Pensieri e riflessioni su "Le luci nelle case degli altri" di Chiara Gamberale
Autore: Chiara Gamberale
Editore: Mondadori
ISBN: 8804595442
ISBN-13: 9788804595441
Pagine: 392
Sinossi:
Mandorla è la bambina felice di una ragazza madre piena di fantasia. Maria, la mamma, lavora come amministratrice d'immobili e ha lo speciale dono di trasformare ogni riunione condominiale in toccanti sedute di terapia di gruppo... Quando un tristissimo giorno Maria muore cadendo dal motorino, i condomini di via Grotta Perfetta 315, quelli che più le volevano bene, scoprono da una lettera che proprio nel loro stabile la piccola Mandorla è stata concepita... ma su chi sia il padre, la lettera tace. Proprio perché con tutti Maria sapeva instaurare un legame intenso, nessun uomo tra i condomini si sente sollevato agli occhi degli altri dal sospetto di essere il padre di Mandorla.
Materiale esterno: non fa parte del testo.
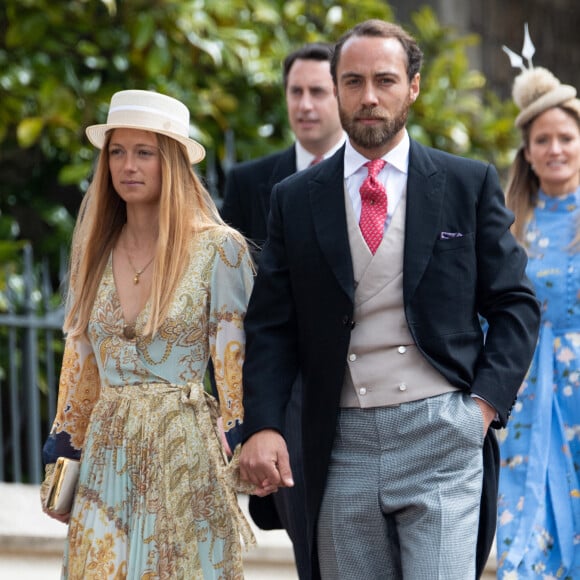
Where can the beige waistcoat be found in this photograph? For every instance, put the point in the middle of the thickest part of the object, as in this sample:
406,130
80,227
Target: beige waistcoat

È così che verrà presa la decisione di non fare il test del DNA su Mandorla, e stabiliscono di crescere la bambina tutti assieme. È questo il fatale presupposto di una commedia umana che, con l'alibi del paradosso, in realtà ci chiama in causa tutti. E mentre, di piano in piano, Mandorla cresce, s'innamora, cerca suo padre e se stessa, ci si avventura con lei verso rivelazioni luminose e rivelazioni scomode, si assiste a nuove unioni e a separazioni necessarie. L'autrice costruisce attorno al cuore pulsante della sua protagonista un romanzo corale dove i grandi archetipi si mescolano agli struggimenti contemporanei, la verità e la menzogna cambiano continuamente di segno per dare vita a una voce fresca e profonda, che condurrà, fiduciosa soprattutto dei suoi dubbi, verso un finale sorprendente.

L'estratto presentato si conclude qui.